Le PIB britannique se contracte : que cela signifie pour l’économie et le nouveau gouvernement

Le PIB britannique se contracte : que cela signifie pour l’économie et le nouveau gouvernement
Deepali Singh
13 déc. 2024, 10:06 AM
  • L'économie britannique s'est contractée pour le deuxième mois consécutif en octobre, défiant les attentes de croissance.
  • L'économie n'a connu de croissance que dans un seul des quatre mois depuis l'arrivée au pouvoir du gouvernement travailliste.
  • Des secteurs clés comme les services, la fabrication et la construction ont tous connu des baisses.

L'économie britannique s'est contractée de manière inattendue pour le deuxième mois consécutif en octobre, une évolution préoccupante qui met en évidence les défis économiques auxquels est confronté le nouveau gouvernement travailliste dirigé par le Premier ministre Keir Starmer.

Les dernières données de l'Office for National Statistics (ONS) révèlent une baisse de 0,1 % du produit intérieur brut (PIB), après une baisse similaire le mois précédent.

Cette baisse a défié les attentes des économistes qui prévoyaient une hausse de 0,1 %, provoquant une vague d'inquiétude sur les marchés et entraînant une baisse de la livre.

Cela est particulièrement inquiétant car cela suggère un ralentissement de la progression économique alors que le nouveau gouvernement navigue dans un paysage complexe.

Le programme économique du Parti travailliste fait face à des vents contraires dès le début

La contraction d'octobre marque un début difficile pour le Parti travailliste, l'économie n'ayant connu de croissance que dans l'un des quatre mois depuis sa victoire écrasante du 4 juillet.

Ce début chancelant représente un défi important pour les objectifs économiques ambitieux du parti.

Alors que le Parti travailliste s’est engagé à améliorer les conditions de vie et à atteindre la croissance soutenue la plus élevée parmi les pays du G7, les économistes voient cette promesse avec scepticisme compte tenu du climat économique actuel.

Les dernières données montrent que le secteur des services, un moteur économique majeur, est resté stable pour le deuxième mois consécutif, tandis que la production manufacturière et la construction ont toutes deux décliné, ce qui indique une faiblesse généralisée dans divers secteurs.

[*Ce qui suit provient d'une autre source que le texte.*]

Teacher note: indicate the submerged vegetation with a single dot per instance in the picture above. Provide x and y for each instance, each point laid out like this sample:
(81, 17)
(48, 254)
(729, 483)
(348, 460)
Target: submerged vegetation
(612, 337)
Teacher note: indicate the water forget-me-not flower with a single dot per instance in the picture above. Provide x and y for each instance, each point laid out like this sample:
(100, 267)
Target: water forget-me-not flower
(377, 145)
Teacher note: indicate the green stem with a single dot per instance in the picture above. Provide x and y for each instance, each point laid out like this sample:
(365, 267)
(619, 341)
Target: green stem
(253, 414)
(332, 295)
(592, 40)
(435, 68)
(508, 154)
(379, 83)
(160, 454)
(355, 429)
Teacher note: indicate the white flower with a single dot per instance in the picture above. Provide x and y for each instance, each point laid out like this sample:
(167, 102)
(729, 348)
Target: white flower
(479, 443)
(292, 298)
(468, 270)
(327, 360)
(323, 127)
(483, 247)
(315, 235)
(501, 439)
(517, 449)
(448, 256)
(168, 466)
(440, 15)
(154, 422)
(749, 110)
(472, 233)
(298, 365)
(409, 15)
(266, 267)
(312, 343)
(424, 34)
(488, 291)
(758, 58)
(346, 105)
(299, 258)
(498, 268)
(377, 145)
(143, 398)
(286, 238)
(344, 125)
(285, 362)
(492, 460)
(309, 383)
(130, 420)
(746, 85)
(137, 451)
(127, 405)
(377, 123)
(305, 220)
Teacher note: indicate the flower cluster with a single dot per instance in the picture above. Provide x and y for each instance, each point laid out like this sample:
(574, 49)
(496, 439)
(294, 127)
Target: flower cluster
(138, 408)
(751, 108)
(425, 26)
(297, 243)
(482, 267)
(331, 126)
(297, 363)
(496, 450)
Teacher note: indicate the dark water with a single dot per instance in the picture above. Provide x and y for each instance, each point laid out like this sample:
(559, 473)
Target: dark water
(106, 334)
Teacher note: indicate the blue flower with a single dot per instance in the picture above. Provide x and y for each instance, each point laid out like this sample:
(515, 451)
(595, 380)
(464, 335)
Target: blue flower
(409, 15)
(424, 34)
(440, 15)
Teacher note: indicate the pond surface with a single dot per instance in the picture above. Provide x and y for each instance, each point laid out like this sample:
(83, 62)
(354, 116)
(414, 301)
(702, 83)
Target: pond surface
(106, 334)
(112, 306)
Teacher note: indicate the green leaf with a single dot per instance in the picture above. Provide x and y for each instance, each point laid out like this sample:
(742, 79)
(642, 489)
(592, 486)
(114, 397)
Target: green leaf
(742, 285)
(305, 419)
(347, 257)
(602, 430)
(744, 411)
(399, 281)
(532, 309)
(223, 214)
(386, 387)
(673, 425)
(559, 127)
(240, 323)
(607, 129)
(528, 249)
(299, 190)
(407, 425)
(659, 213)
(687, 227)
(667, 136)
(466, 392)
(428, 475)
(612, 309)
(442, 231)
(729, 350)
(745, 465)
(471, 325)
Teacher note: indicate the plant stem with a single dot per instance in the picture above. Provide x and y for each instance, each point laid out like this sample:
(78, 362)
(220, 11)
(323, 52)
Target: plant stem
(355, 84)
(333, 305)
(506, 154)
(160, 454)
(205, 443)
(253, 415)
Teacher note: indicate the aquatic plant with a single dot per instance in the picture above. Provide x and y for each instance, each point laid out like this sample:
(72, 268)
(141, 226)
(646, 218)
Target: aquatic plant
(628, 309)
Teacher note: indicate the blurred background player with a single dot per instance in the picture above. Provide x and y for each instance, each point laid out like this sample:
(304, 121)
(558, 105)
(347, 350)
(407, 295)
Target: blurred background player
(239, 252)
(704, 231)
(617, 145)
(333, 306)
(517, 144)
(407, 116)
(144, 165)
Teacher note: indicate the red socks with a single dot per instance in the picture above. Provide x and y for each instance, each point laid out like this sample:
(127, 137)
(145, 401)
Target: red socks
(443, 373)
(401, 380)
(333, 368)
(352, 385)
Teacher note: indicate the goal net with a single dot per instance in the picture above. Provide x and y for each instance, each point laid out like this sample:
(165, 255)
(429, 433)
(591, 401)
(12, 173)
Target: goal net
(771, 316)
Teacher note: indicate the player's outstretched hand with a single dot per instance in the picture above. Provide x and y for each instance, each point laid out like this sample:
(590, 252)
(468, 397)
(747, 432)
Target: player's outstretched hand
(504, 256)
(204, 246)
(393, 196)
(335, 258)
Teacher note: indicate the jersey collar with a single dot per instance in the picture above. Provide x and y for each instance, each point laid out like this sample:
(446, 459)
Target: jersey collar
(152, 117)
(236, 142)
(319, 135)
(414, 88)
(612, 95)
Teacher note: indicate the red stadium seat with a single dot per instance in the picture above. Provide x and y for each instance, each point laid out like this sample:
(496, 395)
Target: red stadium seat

Refroidissement du marché du travail et pressions sur le coût de la vie

Le nouveau gouvernement travailliste est confronté à une multitude de vents contraires économiques.

Le marché de l’emploi se refroidit, les coûts des prêts hypothécaires et de l’énergie continuent d’augmenter et les entreprises envisagent de répercuter l’impact d’une augmentation substantielle de la taxe sur les salaires sur les consommateurs, éventuellement en augmentant les prix ou en supprimant des emplois.

Une récente enquête a également révélé que la confiance des consommateurs restait faible en décembre.

L’économie est stagnante depuis les élections, ce qui ajoute à la pression sur le nouveau gouvernement.

De plus, le risque de perturbations du commerce mondial découlant d’un éventuel retour de Donald Trump à la Maison Blanche constitue un défi supplémentaire qui pourrait affaiblir encore davantage l’économie mondiale.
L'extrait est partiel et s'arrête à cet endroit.